Ainda assim, existem mais de trinta movimentos separatistas armados, de diferentes origens políticas, religiosas e étnicas, que desde 1949 continuam a resistir à intrusão da Índia. A atividade destas organizações ora esporádicas, ora com maior presença, mantém uma guerra silenciosa contra Nova Delhi, sendo o seu maior incentivo os atrasos significativos sofridos pelo estado de Manipur, que registra a maior taxa de desemprego de todo o país. Diante dessa situação, Nova Delhi restringiu por anos o acesso à imprensa, principalmente estrangeira em Manipur.
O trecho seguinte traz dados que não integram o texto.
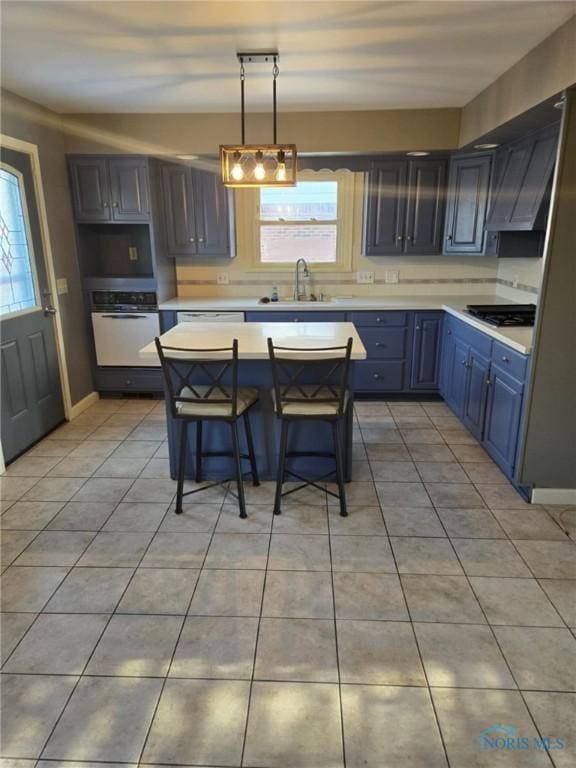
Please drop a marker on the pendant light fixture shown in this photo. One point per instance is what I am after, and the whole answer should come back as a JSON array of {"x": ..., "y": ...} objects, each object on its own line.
[{"x": 258, "y": 165}]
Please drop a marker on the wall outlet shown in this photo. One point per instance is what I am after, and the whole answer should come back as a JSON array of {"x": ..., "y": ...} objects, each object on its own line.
[
  {"x": 391, "y": 276},
  {"x": 364, "y": 277}
]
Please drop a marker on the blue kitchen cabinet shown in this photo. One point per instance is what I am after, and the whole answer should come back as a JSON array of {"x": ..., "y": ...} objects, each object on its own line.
[
  {"x": 110, "y": 189},
  {"x": 503, "y": 414},
  {"x": 427, "y": 337},
  {"x": 477, "y": 367}
]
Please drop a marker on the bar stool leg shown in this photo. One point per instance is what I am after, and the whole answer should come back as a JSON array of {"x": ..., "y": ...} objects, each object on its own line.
[
  {"x": 198, "y": 477},
  {"x": 238, "y": 465},
  {"x": 181, "y": 466},
  {"x": 281, "y": 467},
  {"x": 339, "y": 468},
  {"x": 251, "y": 455}
]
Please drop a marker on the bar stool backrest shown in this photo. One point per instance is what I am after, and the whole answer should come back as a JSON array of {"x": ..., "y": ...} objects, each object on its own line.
[
  {"x": 200, "y": 376},
  {"x": 318, "y": 375}
]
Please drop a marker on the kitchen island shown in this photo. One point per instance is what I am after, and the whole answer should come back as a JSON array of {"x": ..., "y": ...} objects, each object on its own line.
[{"x": 254, "y": 371}]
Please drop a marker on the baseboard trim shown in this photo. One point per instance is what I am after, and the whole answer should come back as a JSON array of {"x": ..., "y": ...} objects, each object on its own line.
[
  {"x": 554, "y": 496},
  {"x": 83, "y": 404}
]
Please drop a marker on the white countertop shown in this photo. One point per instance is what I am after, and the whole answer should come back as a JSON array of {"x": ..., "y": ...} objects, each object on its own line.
[
  {"x": 253, "y": 338},
  {"x": 519, "y": 339}
]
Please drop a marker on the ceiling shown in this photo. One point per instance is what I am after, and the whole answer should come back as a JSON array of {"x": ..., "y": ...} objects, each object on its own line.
[{"x": 180, "y": 56}]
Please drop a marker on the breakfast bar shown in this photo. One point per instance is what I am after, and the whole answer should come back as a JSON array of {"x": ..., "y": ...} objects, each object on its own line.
[{"x": 254, "y": 371}]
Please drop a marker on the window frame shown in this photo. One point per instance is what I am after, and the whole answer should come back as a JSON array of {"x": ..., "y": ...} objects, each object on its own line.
[
  {"x": 249, "y": 224},
  {"x": 30, "y": 243}
]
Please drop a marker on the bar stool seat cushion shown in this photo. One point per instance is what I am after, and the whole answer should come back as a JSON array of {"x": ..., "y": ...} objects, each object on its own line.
[
  {"x": 203, "y": 407},
  {"x": 307, "y": 403}
]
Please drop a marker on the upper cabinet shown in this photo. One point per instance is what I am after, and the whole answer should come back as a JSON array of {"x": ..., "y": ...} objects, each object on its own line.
[
  {"x": 110, "y": 189},
  {"x": 196, "y": 212},
  {"x": 521, "y": 196},
  {"x": 404, "y": 206},
  {"x": 466, "y": 208}
]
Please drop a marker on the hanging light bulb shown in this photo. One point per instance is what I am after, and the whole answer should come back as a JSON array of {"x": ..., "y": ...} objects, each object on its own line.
[
  {"x": 237, "y": 171},
  {"x": 281, "y": 169},
  {"x": 259, "y": 170}
]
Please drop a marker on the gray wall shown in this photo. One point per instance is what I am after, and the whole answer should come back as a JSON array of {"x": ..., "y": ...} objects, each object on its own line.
[
  {"x": 27, "y": 121},
  {"x": 549, "y": 455}
]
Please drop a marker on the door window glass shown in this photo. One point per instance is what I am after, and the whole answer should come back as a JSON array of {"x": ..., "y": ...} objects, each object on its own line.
[{"x": 17, "y": 275}]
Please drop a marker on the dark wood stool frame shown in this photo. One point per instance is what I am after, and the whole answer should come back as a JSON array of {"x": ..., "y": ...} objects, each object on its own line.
[
  {"x": 178, "y": 370},
  {"x": 330, "y": 388}
]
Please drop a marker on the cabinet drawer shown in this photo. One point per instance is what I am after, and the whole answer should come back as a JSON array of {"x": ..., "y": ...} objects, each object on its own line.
[
  {"x": 385, "y": 342},
  {"x": 475, "y": 338},
  {"x": 378, "y": 319},
  {"x": 128, "y": 379},
  {"x": 514, "y": 363},
  {"x": 379, "y": 376},
  {"x": 295, "y": 317}
]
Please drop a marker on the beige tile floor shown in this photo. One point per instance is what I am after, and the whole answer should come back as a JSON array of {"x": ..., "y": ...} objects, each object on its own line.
[{"x": 442, "y": 605}]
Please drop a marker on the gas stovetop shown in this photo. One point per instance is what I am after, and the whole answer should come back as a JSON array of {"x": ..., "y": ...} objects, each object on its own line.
[{"x": 504, "y": 314}]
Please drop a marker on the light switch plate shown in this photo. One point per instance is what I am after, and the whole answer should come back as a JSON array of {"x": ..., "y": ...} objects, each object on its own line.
[
  {"x": 364, "y": 277},
  {"x": 391, "y": 276}
]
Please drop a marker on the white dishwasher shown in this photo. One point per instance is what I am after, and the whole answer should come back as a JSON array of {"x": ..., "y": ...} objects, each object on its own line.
[
  {"x": 118, "y": 336},
  {"x": 209, "y": 317}
]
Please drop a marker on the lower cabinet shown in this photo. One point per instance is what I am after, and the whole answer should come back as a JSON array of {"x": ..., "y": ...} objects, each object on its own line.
[
  {"x": 483, "y": 383},
  {"x": 427, "y": 337},
  {"x": 503, "y": 414}
]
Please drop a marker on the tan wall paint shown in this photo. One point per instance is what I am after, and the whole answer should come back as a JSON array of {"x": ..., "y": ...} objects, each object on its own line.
[
  {"x": 27, "y": 121},
  {"x": 543, "y": 72},
  {"x": 173, "y": 134}
]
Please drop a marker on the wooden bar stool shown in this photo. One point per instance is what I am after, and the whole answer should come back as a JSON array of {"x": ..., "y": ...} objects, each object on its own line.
[
  {"x": 197, "y": 392},
  {"x": 310, "y": 388}
]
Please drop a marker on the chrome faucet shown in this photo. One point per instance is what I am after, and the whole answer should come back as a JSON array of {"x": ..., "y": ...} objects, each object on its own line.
[{"x": 299, "y": 294}]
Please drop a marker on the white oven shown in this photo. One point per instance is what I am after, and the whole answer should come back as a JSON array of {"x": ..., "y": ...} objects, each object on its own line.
[{"x": 118, "y": 336}]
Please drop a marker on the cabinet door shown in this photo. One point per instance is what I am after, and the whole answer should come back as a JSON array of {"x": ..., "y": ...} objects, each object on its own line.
[
  {"x": 211, "y": 214},
  {"x": 456, "y": 376},
  {"x": 425, "y": 206},
  {"x": 476, "y": 392},
  {"x": 426, "y": 350},
  {"x": 468, "y": 189},
  {"x": 503, "y": 413},
  {"x": 90, "y": 189},
  {"x": 178, "y": 197},
  {"x": 385, "y": 208},
  {"x": 129, "y": 188},
  {"x": 524, "y": 182},
  {"x": 535, "y": 185}
]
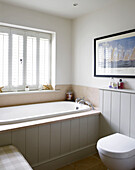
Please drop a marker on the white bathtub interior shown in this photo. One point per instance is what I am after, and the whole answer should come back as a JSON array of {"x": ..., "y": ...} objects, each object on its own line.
[{"x": 16, "y": 114}]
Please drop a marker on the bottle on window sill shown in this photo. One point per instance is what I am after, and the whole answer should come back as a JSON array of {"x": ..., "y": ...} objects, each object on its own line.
[
  {"x": 121, "y": 84},
  {"x": 27, "y": 88}
]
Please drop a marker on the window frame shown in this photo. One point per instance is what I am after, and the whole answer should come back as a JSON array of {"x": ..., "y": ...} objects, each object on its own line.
[{"x": 28, "y": 31}]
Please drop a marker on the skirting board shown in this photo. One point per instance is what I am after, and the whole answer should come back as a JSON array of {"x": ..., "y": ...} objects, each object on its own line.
[{"x": 66, "y": 159}]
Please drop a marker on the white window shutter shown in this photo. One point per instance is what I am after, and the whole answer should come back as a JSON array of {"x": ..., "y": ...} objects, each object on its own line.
[{"x": 4, "y": 46}]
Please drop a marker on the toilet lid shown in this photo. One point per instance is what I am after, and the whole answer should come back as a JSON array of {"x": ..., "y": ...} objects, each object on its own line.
[{"x": 117, "y": 146}]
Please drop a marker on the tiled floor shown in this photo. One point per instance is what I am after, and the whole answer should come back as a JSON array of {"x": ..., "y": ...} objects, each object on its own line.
[{"x": 90, "y": 163}]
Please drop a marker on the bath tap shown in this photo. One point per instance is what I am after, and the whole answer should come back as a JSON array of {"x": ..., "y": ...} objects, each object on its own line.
[
  {"x": 82, "y": 101},
  {"x": 90, "y": 104},
  {"x": 77, "y": 100}
]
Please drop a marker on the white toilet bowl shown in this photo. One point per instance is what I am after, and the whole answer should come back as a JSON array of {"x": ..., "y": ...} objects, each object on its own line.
[{"x": 117, "y": 152}]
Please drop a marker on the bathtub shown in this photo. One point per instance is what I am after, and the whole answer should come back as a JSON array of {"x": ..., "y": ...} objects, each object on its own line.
[{"x": 17, "y": 114}]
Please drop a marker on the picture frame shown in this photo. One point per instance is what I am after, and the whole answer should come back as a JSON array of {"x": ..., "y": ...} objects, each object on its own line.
[{"x": 114, "y": 55}]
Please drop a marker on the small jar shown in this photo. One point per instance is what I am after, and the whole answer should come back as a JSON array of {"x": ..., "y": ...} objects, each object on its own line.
[
  {"x": 69, "y": 96},
  {"x": 121, "y": 84},
  {"x": 27, "y": 88}
]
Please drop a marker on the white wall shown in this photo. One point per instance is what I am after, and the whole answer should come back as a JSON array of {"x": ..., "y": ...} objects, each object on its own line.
[
  {"x": 62, "y": 27},
  {"x": 116, "y": 18}
]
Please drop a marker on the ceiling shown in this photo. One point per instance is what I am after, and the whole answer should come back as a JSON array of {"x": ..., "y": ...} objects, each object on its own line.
[{"x": 63, "y": 8}]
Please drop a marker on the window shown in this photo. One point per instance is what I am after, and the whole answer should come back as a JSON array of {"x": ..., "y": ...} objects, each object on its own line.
[{"x": 26, "y": 58}]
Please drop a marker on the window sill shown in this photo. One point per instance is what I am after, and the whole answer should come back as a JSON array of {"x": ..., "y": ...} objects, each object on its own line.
[{"x": 29, "y": 92}]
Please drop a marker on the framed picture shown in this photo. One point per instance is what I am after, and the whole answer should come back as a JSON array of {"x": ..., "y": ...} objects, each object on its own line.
[{"x": 114, "y": 55}]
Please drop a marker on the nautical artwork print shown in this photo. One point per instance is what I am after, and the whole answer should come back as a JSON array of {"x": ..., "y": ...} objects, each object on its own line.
[{"x": 118, "y": 53}]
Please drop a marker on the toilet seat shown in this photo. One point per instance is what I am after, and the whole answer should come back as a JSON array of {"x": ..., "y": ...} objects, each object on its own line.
[{"x": 117, "y": 146}]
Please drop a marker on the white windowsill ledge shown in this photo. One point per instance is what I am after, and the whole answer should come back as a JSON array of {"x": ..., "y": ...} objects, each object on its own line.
[{"x": 29, "y": 92}]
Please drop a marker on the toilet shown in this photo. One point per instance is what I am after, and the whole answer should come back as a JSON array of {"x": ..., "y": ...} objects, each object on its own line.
[{"x": 117, "y": 152}]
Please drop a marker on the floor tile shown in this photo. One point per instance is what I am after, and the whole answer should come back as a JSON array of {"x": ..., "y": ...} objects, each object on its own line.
[{"x": 89, "y": 163}]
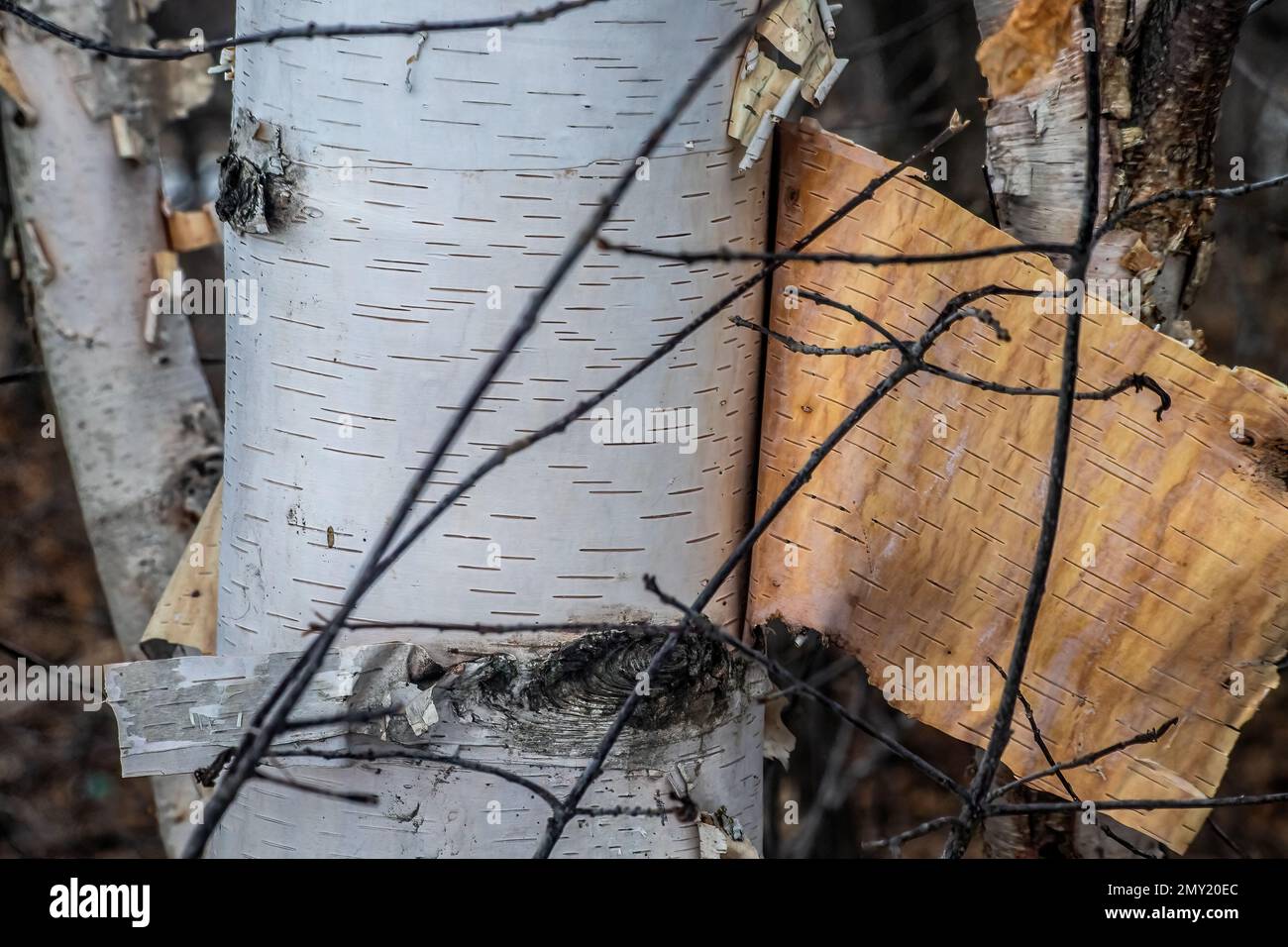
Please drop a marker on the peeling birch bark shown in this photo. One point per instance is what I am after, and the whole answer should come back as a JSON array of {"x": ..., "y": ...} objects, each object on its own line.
[
  {"x": 914, "y": 547},
  {"x": 140, "y": 425},
  {"x": 529, "y": 718},
  {"x": 395, "y": 200},
  {"x": 1166, "y": 64}
]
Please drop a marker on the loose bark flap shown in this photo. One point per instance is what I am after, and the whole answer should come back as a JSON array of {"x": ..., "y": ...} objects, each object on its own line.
[{"x": 1167, "y": 596}]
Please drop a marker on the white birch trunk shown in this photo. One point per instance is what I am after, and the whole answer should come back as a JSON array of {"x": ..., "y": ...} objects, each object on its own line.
[
  {"x": 137, "y": 420},
  {"x": 419, "y": 204}
]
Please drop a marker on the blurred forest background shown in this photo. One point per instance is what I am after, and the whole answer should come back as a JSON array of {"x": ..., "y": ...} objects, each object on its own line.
[{"x": 911, "y": 64}]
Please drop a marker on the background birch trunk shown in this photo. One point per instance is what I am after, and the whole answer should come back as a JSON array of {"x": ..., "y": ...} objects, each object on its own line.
[
  {"x": 137, "y": 419},
  {"x": 1164, "y": 65},
  {"x": 416, "y": 189}
]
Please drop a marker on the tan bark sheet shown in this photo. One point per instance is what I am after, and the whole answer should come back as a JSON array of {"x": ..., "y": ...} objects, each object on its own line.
[{"x": 910, "y": 545}]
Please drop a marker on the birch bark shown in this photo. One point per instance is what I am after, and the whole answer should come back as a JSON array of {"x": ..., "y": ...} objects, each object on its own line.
[
  {"x": 137, "y": 420},
  {"x": 419, "y": 189}
]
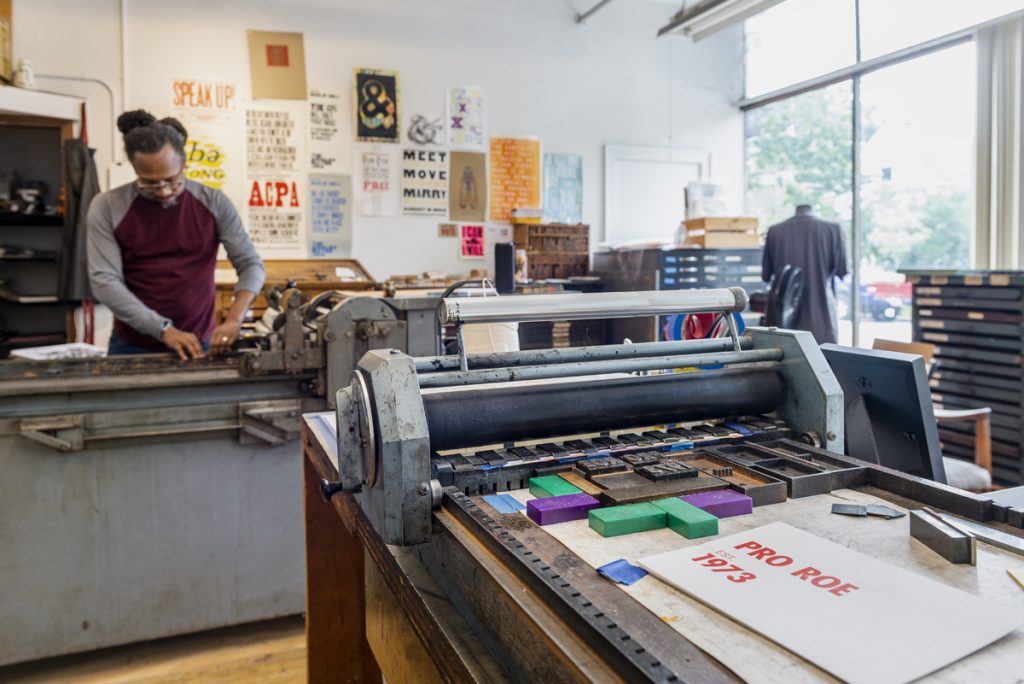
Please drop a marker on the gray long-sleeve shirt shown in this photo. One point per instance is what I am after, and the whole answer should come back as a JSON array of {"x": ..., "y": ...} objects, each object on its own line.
[{"x": 151, "y": 263}]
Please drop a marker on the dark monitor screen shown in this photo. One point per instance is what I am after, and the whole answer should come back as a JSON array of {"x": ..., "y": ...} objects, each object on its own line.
[{"x": 888, "y": 408}]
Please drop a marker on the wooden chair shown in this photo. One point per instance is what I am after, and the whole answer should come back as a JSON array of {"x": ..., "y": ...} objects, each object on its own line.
[{"x": 982, "y": 440}]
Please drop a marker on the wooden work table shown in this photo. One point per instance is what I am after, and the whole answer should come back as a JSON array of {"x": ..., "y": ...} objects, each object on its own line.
[{"x": 374, "y": 607}]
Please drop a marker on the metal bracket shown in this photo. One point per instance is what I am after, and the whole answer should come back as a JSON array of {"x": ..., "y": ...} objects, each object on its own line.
[
  {"x": 65, "y": 433},
  {"x": 271, "y": 422}
]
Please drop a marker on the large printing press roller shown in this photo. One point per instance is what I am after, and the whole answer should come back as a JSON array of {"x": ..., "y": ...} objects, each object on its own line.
[{"x": 411, "y": 429}]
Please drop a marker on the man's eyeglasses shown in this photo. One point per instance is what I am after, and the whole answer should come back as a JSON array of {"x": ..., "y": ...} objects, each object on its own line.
[{"x": 155, "y": 186}]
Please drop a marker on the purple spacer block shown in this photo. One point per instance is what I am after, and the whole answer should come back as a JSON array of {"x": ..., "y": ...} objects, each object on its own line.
[
  {"x": 721, "y": 503},
  {"x": 560, "y": 509}
]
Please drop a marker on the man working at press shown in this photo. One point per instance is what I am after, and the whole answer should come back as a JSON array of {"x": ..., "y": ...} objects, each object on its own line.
[{"x": 153, "y": 248}]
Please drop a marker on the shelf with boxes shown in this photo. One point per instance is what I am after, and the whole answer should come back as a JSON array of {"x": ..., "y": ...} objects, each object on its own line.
[
  {"x": 553, "y": 250},
  {"x": 976, "y": 323}
]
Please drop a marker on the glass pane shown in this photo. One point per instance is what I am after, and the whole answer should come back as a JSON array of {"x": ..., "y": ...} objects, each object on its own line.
[
  {"x": 799, "y": 152},
  {"x": 916, "y": 191},
  {"x": 798, "y": 40},
  {"x": 887, "y": 26}
]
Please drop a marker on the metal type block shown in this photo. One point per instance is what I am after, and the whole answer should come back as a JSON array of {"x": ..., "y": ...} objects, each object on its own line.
[
  {"x": 620, "y": 480},
  {"x": 987, "y": 535},
  {"x": 560, "y": 509},
  {"x": 761, "y": 487},
  {"x": 884, "y": 512},
  {"x": 850, "y": 509},
  {"x": 557, "y": 451},
  {"x": 526, "y": 455},
  {"x": 601, "y": 466},
  {"x": 953, "y": 545},
  {"x": 579, "y": 480},
  {"x": 667, "y": 470},
  {"x": 607, "y": 442},
  {"x": 493, "y": 458},
  {"x": 641, "y": 459},
  {"x": 583, "y": 446},
  {"x": 644, "y": 493}
]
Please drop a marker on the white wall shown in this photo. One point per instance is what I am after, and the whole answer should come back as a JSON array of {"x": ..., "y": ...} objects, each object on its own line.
[{"x": 578, "y": 87}]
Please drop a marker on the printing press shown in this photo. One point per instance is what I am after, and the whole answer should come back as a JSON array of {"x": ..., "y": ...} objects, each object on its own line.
[
  {"x": 122, "y": 467},
  {"x": 488, "y": 596}
]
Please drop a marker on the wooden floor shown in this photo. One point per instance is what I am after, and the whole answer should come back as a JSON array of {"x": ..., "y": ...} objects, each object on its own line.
[{"x": 272, "y": 651}]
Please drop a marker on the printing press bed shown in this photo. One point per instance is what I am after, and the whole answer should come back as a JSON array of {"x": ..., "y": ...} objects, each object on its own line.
[{"x": 413, "y": 574}]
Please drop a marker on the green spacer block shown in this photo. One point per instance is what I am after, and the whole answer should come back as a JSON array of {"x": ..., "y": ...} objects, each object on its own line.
[
  {"x": 626, "y": 519},
  {"x": 687, "y": 519},
  {"x": 551, "y": 485}
]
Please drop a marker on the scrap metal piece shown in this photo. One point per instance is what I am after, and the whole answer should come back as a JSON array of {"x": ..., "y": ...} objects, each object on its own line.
[
  {"x": 850, "y": 509},
  {"x": 952, "y": 543},
  {"x": 987, "y": 535},
  {"x": 601, "y": 466},
  {"x": 884, "y": 512}
]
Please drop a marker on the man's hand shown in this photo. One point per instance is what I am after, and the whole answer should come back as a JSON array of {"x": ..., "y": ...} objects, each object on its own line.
[
  {"x": 184, "y": 344},
  {"x": 223, "y": 336}
]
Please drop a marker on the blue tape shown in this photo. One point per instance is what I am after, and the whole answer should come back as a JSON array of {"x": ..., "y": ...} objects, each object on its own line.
[
  {"x": 504, "y": 503},
  {"x": 623, "y": 571},
  {"x": 738, "y": 428}
]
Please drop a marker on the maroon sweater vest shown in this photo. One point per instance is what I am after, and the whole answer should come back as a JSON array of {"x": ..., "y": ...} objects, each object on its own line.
[{"x": 168, "y": 256}]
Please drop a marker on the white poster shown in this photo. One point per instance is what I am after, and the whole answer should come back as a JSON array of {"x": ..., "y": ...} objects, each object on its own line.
[
  {"x": 857, "y": 617},
  {"x": 275, "y": 214},
  {"x": 204, "y": 100},
  {"x": 424, "y": 182},
  {"x": 275, "y": 137},
  {"x": 275, "y": 160},
  {"x": 465, "y": 118},
  {"x": 377, "y": 179},
  {"x": 326, "y": 143},
  {"x": 330, "y": 220}
]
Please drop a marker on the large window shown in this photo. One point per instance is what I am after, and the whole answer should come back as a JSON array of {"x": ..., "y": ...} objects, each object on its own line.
[
  {"x": 911, "y": 204},
  {"x": 916, "y": 180}
]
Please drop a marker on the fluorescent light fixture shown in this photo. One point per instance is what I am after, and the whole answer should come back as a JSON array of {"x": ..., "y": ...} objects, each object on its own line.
[{"x": 710, "y": 16}]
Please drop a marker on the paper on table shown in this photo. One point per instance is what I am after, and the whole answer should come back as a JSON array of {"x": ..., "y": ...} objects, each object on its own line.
[{"x": 909, "y": 625}]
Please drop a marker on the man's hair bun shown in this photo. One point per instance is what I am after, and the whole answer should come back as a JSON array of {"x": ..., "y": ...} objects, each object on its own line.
[{"x": 134, "y": 119}]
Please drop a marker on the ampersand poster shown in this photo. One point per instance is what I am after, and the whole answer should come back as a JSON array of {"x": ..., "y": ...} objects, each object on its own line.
[{"x": 376, "y": 105}]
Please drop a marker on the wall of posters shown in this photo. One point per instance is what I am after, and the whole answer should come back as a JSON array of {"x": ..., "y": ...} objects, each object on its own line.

A distribuição tribal e étnica no estado de Manipur distingue as comunidades Meitei que vivem nos vales e na capital do estado, a cidade de Imphal, cuja língua, lon, além de ser a língua oficial do estado, também é considerada a língua franca, entre muitas comunidades; enquanto as áreas montanhosas são habitadas pela etnia Kuki e outras tribos menores e fortemente marginalizadas. As tribos da montanha são muitas vezes estigmatizadas porque se descobriu que, diante da pobreza a que são abandonados, muitos camponeses Kukis cultivam habitualmente papoulas, para a elaboração do ópio, pagas extraordinariamente pelos cartéis que o próprio Estado indiano não conseguiu controlar. Ao mesmo tempo, esse estigma tem sido articulado, tanto pelo governo estadual quanto pelo governo central, para expulsar os kukis e monopolizar suas terras.


Existem, sim, pequenas áreas onde as duas comunidades Kuki e Meitei convivem em relativa harmonia. Ainda que em momentos de violência, como o atual, acontecem importantes confrontos armados.


É reconhecida a situação crítica entre as duas etnias em Manipur, pois por exemplo os meiteis, também conhecidos como pangals, possuem centros comerciais, centros desportivos e grandes edifícios da administração pública, escolas e postos de saúde, enquanto os kukis, para o que necessitam devem ser transferidos para a capital do estado.


Segundo diferentes fontes, a etnia Meitei, neste caso, foi armada pelo governo central, após o que iniciaram ondas de saques, destruindo casas e outras propriedades pertencentes aos Kukis, atacando também igrejas e assassinando quem tentou pará-los. Denúncias vêm do interior do estado sobre aldeias de até quinhentos habitantes que foram assaltadas e destruídas, gado pisoteado e celeiros queimados.


Toque de recolher


Embora o governo afirme que a situação está sob controle, depois de ter imposto um rigoroso toque de recolher em todo o estado, a única coisa é que apenas relaxa, algumas horas por dia, para que os moradores realizem recados essenciais, novos atos de violência foram relatados novamente nas últimas horas. Enquanto continua o corte do serviço de internet e tanto o exército quanto as forças paramilitares patrulham as cidades e vilas mais importantes do estado, com ordens de abrir fogo na primeira tentativa de rebelião.


O ministro-chefe (governador) de Manipur reconheceu que nos dias em que o conflito começou: “turbas rebeldes invadiram os arsenais do governo, roubando mais de mil armas do pessoal de segurança”. Embora haja denúncias de que justamente essas forças de segurança haviam desaparecido do local horas antes do início dos confrontos e só retornaram quando tudo deu errado. Além disso, há relatos de escassez de alimentos e medicamentos.


O BJP impôs, em cerca de um terço dos estados da Índia, leis específicas para impedir a conversão religiosa e, tendo em vista suas crenças, impedir o abate de vacas.


Neste quadro da situação, muitos políticos do estado têm referido que a única solução para este conflito, que alguns classificam como uma tentativa de limpeza étnica dos povos serranos (kukis), e que não volta a ocorrer, é a separação em dois estados. O que, para o ministro-chefe de Manipur, N Biren Singh: “A integridade territorial de Manipur será protegida a todo custo”.


Enquanto os grandes meios de comunicação em Delhi e Mumbai mal se referiram aos incidentes, que começaram quando uma marcha de protesto de kukis foi atacada no distrito montanhoso de Churachandpur, para continuar silenciando seu grito.